The moment was the culmination of months of attacks on the four women, but especially Omar, coming from almost all sides. House Democrats, many of whom have repeatedly condemned Omar for remarks that have been twisted to appear anti-Semitic, have been forced, reluctantly, to tepidly come to her defense, sniping behind the scenes about their frustrations. As for Republicans, Trump’s approval ratings went up after he began attacking the four women. By embracing what has previously been only a dog whistle (albeit an extremely loud and obvious one), he gave his supporters exactly what they want—a mirror for their fears of a country slipping out of their hands.

To tell someone to “go back to where you came from” is an assertion of hierarchy and of power. It’s beside the point that Omar and Tlaib, Ocasio-Cortez, and Pressley are U.S. citizens, the latter three born in this country. I’m not the first to note that the phrase has nothing to do with residency or immigration statusit’s an assertion of who is a real American. (For all the chant “send her back” echoes “lock her up,” Hillary Clinton would never be the target of such an attack.) As Adam Serwer put it, “If these women could all trace their family line back to 1776, it would not make them more American than Trump, a descendant of German immigrants whose ancestors arrived relatively recently, because he is white and they are not.”

To tell someone to “go back to where you came from” is an assertion of hierarchy and of power.

Black, Asian, Native, Latinx—we have always known that our citizenship comes with conditions. And one of those conditions is that you don’t cause any ripples. There’s a reason prospective immigrants are still asked whether one is a Communist in order to immigrate to the United States—such people are not supposed to come and shake things up. Immigrants are welcome for their labor. They put their heads down and work. You’re supposed to be happy that you’re even here. Earlier this week, Trump tweeted as much, “IF YOU ARE NOT HAPPY HERE, YOU CAN LEAVE! It is your choice, and your choice alone. This is about love for America. Certain people HATE our Country….” (The “our” he used is, of course, instructive.)
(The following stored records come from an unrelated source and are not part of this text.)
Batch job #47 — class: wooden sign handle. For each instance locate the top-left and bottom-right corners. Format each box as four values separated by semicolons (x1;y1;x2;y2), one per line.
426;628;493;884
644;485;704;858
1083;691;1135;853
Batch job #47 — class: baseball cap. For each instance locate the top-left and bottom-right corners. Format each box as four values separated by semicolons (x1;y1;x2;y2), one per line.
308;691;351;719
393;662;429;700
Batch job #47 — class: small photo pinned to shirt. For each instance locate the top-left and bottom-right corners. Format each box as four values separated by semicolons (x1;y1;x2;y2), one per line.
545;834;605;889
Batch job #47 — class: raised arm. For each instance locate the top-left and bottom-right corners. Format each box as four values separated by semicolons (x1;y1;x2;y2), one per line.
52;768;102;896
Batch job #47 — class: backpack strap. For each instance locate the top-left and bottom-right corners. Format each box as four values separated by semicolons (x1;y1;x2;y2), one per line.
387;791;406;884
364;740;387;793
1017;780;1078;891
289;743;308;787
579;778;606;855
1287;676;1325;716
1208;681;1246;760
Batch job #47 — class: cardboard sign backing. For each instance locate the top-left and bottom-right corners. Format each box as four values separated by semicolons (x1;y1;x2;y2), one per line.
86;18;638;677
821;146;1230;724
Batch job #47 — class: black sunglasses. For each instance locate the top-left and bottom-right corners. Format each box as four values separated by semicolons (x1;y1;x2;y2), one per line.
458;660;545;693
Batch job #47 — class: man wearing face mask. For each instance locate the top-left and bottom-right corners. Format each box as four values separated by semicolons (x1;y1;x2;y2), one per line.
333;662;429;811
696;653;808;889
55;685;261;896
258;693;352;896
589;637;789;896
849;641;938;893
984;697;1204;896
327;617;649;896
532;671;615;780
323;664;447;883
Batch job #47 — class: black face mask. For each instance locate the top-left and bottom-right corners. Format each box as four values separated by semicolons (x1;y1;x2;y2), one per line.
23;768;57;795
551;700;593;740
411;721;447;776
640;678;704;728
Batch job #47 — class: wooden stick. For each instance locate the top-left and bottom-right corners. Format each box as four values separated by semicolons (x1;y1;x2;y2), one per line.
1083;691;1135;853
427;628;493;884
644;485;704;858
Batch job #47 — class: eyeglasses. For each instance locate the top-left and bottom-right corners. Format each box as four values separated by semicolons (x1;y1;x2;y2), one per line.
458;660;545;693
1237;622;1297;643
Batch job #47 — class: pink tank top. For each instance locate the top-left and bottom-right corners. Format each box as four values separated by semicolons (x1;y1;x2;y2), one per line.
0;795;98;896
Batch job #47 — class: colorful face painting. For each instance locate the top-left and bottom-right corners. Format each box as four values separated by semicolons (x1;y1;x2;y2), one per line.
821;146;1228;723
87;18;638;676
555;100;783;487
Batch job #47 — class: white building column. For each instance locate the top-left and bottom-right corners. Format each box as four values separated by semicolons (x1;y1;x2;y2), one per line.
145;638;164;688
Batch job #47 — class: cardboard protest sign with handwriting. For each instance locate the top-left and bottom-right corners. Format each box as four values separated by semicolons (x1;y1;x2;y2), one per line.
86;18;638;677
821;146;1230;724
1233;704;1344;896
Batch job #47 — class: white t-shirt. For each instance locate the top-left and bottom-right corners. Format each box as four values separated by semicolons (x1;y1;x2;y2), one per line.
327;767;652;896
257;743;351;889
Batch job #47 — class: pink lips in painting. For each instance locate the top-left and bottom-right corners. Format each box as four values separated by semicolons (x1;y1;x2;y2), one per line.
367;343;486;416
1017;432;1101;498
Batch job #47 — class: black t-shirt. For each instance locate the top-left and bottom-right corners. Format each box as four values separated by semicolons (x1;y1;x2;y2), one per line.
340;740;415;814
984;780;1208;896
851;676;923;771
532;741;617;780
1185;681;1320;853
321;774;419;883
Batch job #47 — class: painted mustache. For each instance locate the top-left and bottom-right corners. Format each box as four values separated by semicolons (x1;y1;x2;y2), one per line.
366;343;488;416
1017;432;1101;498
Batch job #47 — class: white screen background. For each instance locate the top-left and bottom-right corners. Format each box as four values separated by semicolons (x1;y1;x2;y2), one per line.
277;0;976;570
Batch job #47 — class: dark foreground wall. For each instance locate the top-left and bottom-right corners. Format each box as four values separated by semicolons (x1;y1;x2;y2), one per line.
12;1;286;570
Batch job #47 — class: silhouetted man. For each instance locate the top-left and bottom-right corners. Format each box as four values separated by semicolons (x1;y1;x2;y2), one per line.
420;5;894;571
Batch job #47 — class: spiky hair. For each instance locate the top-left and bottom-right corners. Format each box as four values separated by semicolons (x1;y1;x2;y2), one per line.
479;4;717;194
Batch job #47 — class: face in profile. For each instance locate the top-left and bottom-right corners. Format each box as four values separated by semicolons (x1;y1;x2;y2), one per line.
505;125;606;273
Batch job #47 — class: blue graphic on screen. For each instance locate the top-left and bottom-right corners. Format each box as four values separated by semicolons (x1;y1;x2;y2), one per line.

The promise of the Trump campaign and his presidency has always been built on white grievance and white resentment. The only difference now is that the large segment of the American people who are (or to be more accurate, who have always been) on board are even more emboldened.

But there’s a supreme irony in the truth that those who have been barred from full citizenship—both immigrants and those born in this country yet unable to access all the rights that citizenship should entail—are the ones who continue to fight the hardest to uphold a different promise. “I am where I belong, at the people’s house and you’re just gonna have to deal!” Omar wrote on Wednesday night.

“Shut up or leave,” the old, persistent idea that Trump is breathing new life into, is a classic way to stifle this type of dissent. By invoking the sentiment, Trump is transforming Omar’s and others’ progressive vision—one based on values antithetical to his own—into hatred, an astonishing transmutation. I have found myself thinking lately of the Chinese American radical Grace Lee Boggs, who would often say, “America, love it enough to change it.” Here, she was echoing the words of James Baldwin, who famously wrote, “I love America more than any other country in this world, and, exactly for this reason, I insist on the right to criticize her perpetually.”

Who is more American? We know what Trump thinks. It will be up to more of us to assert something different.